# Connecting Macs (OS 9) via VPN



## Rapunzel (Feb 3, 2003)

I've got to connect 2 Macs (OS 9) in our affiliates with the main server in our main office over the internet with VPN. (Draytek Vigor 2200E routers via cable connection)

The connections itself work (I see the main office router). But I can't ping the server on the main office's network neither I can build up an Apple talk connection to the database (4D) or disk.

Has anybody built up a VPN with MacOS 9 and could help me? Thanks for any help...


----------



## Cheryl (Feb 3, 2003)

Have you checked the Draytek web site for help?


----------



## Rapunzel (Feb 4, 2003)

Thanks for your answer.

Yes I checked the website and called the support (nice and helpful guys there).
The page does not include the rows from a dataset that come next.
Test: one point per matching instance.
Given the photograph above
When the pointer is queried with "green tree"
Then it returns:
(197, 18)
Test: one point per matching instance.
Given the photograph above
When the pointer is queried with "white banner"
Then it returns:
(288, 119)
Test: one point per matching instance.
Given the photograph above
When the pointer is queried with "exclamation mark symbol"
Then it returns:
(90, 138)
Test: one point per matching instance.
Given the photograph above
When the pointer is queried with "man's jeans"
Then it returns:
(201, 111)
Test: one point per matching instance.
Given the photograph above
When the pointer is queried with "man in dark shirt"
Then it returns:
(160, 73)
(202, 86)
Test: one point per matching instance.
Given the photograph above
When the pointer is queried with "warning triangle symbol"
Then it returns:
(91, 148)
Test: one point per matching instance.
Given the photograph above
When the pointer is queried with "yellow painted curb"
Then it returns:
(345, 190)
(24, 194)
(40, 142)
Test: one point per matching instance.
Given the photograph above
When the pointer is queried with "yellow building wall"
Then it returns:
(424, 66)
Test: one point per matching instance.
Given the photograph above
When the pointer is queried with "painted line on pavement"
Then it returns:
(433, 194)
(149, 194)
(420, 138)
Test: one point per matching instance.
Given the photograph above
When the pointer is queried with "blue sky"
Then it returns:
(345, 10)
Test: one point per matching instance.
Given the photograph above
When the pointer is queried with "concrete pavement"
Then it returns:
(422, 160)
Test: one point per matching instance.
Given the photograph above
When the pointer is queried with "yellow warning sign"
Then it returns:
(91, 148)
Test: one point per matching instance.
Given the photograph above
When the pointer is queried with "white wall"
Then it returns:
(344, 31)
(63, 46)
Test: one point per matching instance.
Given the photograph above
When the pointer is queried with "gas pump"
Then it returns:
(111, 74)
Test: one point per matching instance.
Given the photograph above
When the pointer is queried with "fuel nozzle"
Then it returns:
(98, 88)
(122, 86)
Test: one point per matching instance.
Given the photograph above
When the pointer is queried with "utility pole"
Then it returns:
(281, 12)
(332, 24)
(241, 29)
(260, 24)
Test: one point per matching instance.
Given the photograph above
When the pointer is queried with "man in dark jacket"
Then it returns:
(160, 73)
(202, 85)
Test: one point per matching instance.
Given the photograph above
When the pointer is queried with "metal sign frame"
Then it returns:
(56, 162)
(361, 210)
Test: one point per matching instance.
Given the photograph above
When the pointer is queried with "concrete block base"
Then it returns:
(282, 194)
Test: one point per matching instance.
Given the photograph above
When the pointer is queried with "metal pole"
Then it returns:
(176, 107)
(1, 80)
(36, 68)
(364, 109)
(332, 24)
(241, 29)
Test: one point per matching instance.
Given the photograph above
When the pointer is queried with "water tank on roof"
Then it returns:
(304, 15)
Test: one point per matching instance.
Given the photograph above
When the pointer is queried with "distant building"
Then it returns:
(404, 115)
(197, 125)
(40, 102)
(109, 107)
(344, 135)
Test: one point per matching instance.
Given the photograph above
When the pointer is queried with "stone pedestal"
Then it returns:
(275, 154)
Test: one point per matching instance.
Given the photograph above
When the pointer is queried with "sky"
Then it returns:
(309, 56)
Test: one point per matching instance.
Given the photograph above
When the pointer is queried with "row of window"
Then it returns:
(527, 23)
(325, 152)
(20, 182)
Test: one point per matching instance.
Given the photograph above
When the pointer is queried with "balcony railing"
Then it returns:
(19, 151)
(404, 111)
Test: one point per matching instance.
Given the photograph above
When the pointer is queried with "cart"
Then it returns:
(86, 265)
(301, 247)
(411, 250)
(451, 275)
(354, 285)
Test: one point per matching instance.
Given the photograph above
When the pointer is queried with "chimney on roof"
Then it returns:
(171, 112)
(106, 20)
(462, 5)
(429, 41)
As much as I can say the problem is that my internal network adresses in the main office and the affiliates where in the same range. I'll try the following ranges next time:

Main Office: 192.168.100.0
Affiliate 1: 192.168.200.0
Affiliate 2: 192.168.300.0

Hope that will solve the problem...


----------



## Rapunzel (Feb 11, 2003)

Does AppleTalk over IPSec work at all? I can ping the Macs but can't see the Servers in the chooser neither can I login to the Fileserver...


----------



## Cheryl (Feb 11, 2003)

Are you set as a user in the Users and Groups? Do you have file sharing turned on?


----------



## Rapunzel (Feb 12, 2003)

> _Originally posted by Cheryl _
> *Are you set as a user in the Users and Groups? Do you have file sharing turned on? *



Yes, the mac in the affiliate is defined as a user and also set in a group. Filesharing is activated. Also activated is "connect via TCP/IP"


----------



## Cheryl (Feb 12, 2003)

hmmmmm  I'm thinking......


----------



## Rapunzel (Feb 14, 2003)

In the meantime I was able to make the 4D client work. So the branch can access the server at the main office. 

But Apple FileSharing is still not working. I guess that the connection might be too slow (124kB down / 64 KB up) for Apple Talk to set up a connection. Am I right?


----------



## Cheryl (Feb 14, 2003)

I thought that AppleTalk connected via Ethernet was up to....  not a minimum. Are you using Cat 5 cables?


----------



## Rapunzel (Feb 17, 2003)

Yes. I'm using new cat 5 cables and new switches.

AppleTalk works without any problems within the main offices network. So why can I connect to the 4D server but can't see any Mac within the chooser?


----------



## rgordon (Mar 18, 2003)

A client is using Linksys VPN routers with Mac OS 9 sees nothing in Chooser can only connect via IP address. The tech support at Linksys told him the routers do not support AFP. Maybe a similar situation?


----------